Hansel and Gretel review: Revamped fairy tale casts its spell

1/5
Barry Millington25 June 2019

There’s a breath-catching moment in Stephen Medcalf’s new production of Hansel and Gretel when the impoverished Father gestures towards the Grange Park audience, shortly to embark on its champagne-fuelled picnic.

The hunger of his children are neatly pointed up: in Yannis Thavoris’s design the size of the room the family shares is painfully obvious and we return there at the end. The gingerbread children may have been set free, but the postures of the Father and Mother imply that they see no end to the cycle of deprivation.

In Medcalf’s witty and imaginative rethinking, the forest becomes a Dickensian street where the children have learnt how to pickpocket.
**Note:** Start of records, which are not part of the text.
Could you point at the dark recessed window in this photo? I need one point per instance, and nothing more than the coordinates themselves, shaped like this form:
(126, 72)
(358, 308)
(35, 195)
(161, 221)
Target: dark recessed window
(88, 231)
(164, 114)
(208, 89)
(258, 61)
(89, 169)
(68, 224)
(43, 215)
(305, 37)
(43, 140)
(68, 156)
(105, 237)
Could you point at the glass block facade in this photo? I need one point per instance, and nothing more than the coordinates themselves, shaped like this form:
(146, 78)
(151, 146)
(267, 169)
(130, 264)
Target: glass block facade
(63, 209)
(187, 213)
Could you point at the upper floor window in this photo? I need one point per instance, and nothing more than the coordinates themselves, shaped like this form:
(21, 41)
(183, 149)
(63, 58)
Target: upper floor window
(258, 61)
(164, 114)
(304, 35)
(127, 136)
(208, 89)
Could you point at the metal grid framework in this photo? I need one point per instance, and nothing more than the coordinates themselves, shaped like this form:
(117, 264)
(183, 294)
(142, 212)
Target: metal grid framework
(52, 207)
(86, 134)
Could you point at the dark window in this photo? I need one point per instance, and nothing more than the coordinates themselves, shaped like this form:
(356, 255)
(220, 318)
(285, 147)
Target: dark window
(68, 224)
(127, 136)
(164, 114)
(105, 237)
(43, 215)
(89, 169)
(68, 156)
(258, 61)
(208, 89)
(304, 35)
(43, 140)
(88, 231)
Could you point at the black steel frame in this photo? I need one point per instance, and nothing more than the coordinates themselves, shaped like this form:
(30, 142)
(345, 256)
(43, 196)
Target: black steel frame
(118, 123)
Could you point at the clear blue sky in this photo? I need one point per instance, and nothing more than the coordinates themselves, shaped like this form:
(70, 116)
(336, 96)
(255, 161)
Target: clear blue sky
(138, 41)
Also welcome is the desentimentalised children’s prayer: they giggle as they kneel down — though it may also have something to do with the fumes of the hookah pipe smoked by this Sandman (Eleanor Sanderson-Nash). Caitlin Hulcup is outstanding as Hansel, both in her phrasing and in her convincingly boyish persona. Soraya Mafi is also a fine Gretel and there are admirable contributions too from William Dazeley (Father) and Lizzie Holmes (Dew Fairy). But it’s Susan Bullock as the Witch (she doubles as the Mother) that steals the show. She dementedly prepares a monstrous pie, scattering sackfuls of flour in all directions; most of the cooking brandy goes down her own throat. Her delivery is hilariously comic but with a lethal edge.

The acoustics of this endearingly quirky opera house are excellent and the ENO orchestra sounded radiant under the accomplished direction of George Jackson. Textural detail emerged clearly and the dramatic momentum was unfaltering.